シグナル配列には、葉緑体への輸送を指示するものだけでなく、当然それ以外の場所への輸送を指示するものもある。よって、signalPによって選抜された遺伝子から、葉緑体へ輸送されるものをさらにソートする必要がある。これには「ASAFind」というツールを使う。葉緑体輸送シグナルにASAFというアミノ酸配列モチーフがあることがこの名前の由来らしい。
これによって、晴れて葉緑体で機能する遺伝子を絞り込むことができる。
この後の処理はまだ調べきれていないが、KEGG pathway databaseあたりのツールを使ってどの遺伝子がどの代謝経路で機能しているかをマッピングしていこうと考えている。

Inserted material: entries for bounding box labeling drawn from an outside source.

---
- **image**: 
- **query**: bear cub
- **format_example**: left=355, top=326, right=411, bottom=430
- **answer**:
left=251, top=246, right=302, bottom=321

ということで、目下の目標はsignalPとASAFindを使えるようになることだった。
ここ数日はこれらのソフトウェアによるバグとエラーとの戦いだった。この手のソフトウェアは基本的にLinuxでのコマンドラインで動くので、コマンドでの操作に慣れていない筆者にはとても苦しい。

そして今日、テストランに成功した。一部のデータから葉緑体機能遺伝子をソートすることに成功したのである。多分。

明日以降は筆者の持っている全てのデータに対して解析をかけていくことになる。一度成功したならあとは同じ操作の繰り返しなので楽勝だ。多分。

少しずつではあるが、目標へ向かって進んでいる感じがする。